Grant Status: Closed

Grant Amount: $44,528
Dr. James R. Mickelson, PhD, University of Minnesota
January 1, 2008 - June 30, 2010
Breed(s): Leonberger
Research Program Area: Prevention

Project Summary

We are using the most current gene identification strategy enabled by the canine genome project, termed SNP chips, to find the chromosomal locations of gene(s) causing susceptibility to polyneuropathy in Leonberger dogs (LPN). The ultimate goal is to develop DNA-based tests for susceptibility to LPN that can be used in breeding decisions to help reduce its incidence and potentially for more specific therapies to address the condition. The good news is that with the outstanding help of the breed clubs in the US and in Europe sufficient samples for the SNP chip gene mapping experiments were obtained. Other good news is that we now have several good chromosomal locations for where LPN genes might lie. The less good news is that there are several possible chromosomal locations for these LPN genes that are all about equally likely at the present time.

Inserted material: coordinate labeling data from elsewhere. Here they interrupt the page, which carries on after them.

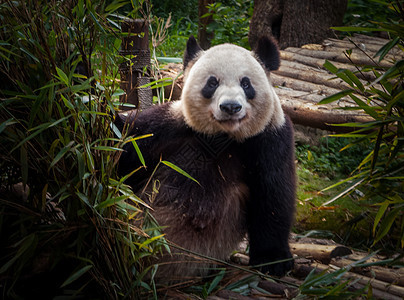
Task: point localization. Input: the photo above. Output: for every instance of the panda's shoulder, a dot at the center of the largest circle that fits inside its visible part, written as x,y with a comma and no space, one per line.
157,118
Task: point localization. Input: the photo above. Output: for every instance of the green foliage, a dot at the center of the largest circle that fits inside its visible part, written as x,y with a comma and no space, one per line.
231,22
362,13
328,159
380,174
71,232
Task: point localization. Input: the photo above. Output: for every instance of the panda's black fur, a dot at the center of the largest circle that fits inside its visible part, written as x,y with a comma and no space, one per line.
246,184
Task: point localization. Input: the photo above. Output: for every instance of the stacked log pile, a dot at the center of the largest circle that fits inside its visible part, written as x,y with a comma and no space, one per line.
324,255
302,81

This muddies the picture and may make developing a clear LPN susceptibility test more difficult. Nevertheless, Research carried out at the University of Minnesota, the University of Bern, and the University of California San Diego, indicates that polyneuropathy is likely a group of several genetically distinct, but clinically similar diseases. We have mapped two major genetic risk loci and identified the causative mutation in one of these loci that we now term LPN1. Dogs being homozygous mutant (two copies of the mutation) for this mutation will typically develop neuropathy before they reach 3 years of age. Dogs heterozygous for this mutation (one copy of the mutation) might also develop mild clinical signs late in life, but they will most likely not develop severe disease. The identified LPN1 mutation appears to be responsible for approximately one third of the cases of polyneuropathy in Leonbergers. The other two thirds of cases are apparently caused by different genetic mutations.